2. **Run the challenge:**
   ```bash
   python chall_ecdsa.py
   ```

3. **Run the solution:**
   ```bash
   python solution.py
   ```

### What The Solution Does

1. **Identifies the vulnerability:** AES-GCM nonce reuse
2. **Collects encrypted keys:** Multiple keys encrypted with same nonce
3. **Demonstrates XOR attack:** Shows that CT1 ⊕ CT2 = PT1 ⊕ PT2
4. **Explains recovery methods:** How to get the private key
5. **Shows flag decryption:** How to decrypt once you have the key

### The Vulnerability Explained

```python
# In SignService.__init__():
self.key = os.urandom(16)  # Generated ONCE
self.iv = os.urandom(16)   # Generated ONCE

# In generate_key():
self.privkey = random.randrange(1, self.order - 1)  # Only this changes!
# The AES key and IV DON'T change! ← THE BUG
```

**Result:** Every `generate_key()` call creates a new private key but encrypts it with the **SAME** AES key and nonce.

### Why This Breaks Everything

In GCM mode:
- **Ciphertext = Plaintext ⊕ Keystream(key, nonce)**
- Same (key, nonce) → Same keystream
- Therefore: **CT₁ ⊕ CT₂ = PT₁ ⊕ PT₂**

If you recover one plaintext, you recover them all!

### Files Overview

| File | Purpose |
|------|---------|
| `chall_ecdsa.py` | Challenge server (working version) |
| `solution.py` | **Main solver - run this!** |
| `secret.py` | Contains the flag |
| `README.md` | Full documentation |
| `QUICKSTART.md` | This file |

### Expected Output

```
[+] Collected 3 encrypted signing keys
[*] All encrypted with SAME AES key and nonce!

[*] XOR Analysis:
    signkey1 (ct): 0c2f51c043ec7bc99971bfcebbe7a14e...
    signkey2 (ct): 741c2266fe42cacc561cf496bd5945b2...
    XOR result:    783373a6bdaeb105cf6d4b5806bee4fc...

[!] This XOR equals: privkey1 XOR privkey2
[!] If we recover one private key, we get both!
```

### Next Steps to Get The Flag

The solution demonstrates the vulnerability.
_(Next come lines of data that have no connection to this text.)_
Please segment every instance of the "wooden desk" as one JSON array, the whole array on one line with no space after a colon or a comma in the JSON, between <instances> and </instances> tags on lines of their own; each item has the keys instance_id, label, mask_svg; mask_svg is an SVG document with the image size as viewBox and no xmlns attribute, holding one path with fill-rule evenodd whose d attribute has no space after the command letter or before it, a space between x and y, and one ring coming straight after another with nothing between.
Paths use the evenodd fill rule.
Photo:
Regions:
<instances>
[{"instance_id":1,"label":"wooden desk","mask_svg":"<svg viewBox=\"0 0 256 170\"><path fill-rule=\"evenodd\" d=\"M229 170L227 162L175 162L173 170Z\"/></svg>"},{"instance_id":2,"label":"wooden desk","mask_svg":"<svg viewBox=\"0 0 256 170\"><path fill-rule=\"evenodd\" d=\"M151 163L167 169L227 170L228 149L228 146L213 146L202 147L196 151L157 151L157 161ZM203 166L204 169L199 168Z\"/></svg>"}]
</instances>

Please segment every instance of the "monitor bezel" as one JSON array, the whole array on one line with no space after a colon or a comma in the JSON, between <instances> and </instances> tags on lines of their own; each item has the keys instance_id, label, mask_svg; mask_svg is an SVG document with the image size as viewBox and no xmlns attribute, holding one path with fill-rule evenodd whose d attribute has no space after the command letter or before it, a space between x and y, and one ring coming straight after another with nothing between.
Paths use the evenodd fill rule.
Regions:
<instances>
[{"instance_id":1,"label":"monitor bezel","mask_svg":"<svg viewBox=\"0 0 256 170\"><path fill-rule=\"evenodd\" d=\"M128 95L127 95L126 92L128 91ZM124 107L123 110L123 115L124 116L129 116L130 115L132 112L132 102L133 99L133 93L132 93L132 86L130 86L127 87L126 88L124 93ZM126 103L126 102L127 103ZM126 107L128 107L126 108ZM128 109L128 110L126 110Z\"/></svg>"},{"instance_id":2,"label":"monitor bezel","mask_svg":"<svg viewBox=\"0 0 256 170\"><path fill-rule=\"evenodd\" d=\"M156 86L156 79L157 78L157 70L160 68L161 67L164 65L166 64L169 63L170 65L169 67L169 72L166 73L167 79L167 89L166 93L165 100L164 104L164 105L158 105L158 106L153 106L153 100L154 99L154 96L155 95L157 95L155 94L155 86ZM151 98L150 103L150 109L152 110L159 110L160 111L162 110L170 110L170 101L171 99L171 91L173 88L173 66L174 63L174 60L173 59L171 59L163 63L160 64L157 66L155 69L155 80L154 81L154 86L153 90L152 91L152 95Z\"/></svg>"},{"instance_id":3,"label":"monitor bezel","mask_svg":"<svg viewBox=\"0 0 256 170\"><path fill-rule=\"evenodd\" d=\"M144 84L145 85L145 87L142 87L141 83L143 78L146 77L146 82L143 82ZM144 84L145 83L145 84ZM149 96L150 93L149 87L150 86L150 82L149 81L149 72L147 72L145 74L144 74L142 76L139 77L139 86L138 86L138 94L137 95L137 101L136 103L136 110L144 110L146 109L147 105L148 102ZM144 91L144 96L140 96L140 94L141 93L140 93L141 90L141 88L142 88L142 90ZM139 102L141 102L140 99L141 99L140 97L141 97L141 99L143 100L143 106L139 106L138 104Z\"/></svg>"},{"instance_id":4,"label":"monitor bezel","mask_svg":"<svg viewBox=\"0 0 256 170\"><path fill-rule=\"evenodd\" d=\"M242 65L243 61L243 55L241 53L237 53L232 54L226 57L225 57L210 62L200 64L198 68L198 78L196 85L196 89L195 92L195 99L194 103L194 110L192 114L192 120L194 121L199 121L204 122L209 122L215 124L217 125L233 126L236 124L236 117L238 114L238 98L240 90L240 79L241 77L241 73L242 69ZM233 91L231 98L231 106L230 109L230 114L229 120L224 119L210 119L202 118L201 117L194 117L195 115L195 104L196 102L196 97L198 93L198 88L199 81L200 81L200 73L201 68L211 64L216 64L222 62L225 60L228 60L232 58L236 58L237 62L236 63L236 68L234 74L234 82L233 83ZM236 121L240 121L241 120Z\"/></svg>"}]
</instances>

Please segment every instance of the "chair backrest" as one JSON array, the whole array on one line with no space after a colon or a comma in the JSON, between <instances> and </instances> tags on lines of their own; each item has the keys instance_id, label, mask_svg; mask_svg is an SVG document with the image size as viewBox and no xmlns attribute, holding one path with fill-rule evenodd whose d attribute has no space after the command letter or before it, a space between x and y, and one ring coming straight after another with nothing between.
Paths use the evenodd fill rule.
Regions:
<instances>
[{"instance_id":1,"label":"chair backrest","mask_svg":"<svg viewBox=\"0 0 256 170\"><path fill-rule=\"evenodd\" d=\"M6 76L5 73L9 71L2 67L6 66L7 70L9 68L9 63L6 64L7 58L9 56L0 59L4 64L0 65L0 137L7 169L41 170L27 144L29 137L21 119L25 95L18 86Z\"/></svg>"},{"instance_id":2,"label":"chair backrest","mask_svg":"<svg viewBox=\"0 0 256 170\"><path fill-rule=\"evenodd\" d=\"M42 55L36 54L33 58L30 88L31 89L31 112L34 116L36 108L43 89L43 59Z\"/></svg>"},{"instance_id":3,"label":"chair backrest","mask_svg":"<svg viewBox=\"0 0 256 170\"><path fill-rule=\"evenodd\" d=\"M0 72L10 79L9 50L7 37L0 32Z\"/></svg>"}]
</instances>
To actually decrypt the flag:

1. **Recover the private key** using:
   - Brute force (if key is small)
   - Baby-step Giant-step algorithm
   - Pollard's rho
   - Weak RNG exploitation

2. **Decrypt the flag:**
   ```python
   flag_key = SHA256(privkey)[:16]
   cipher = AES.new(flag_key, AES.MODE_ECB)
   flag = cipher.decrypt(encrypted_flag)
   ```

### Key Takeaway

**NEVER reuse nonces in GCM mode!** Each encryption must use a unique nonce, or the entire scheme is broken.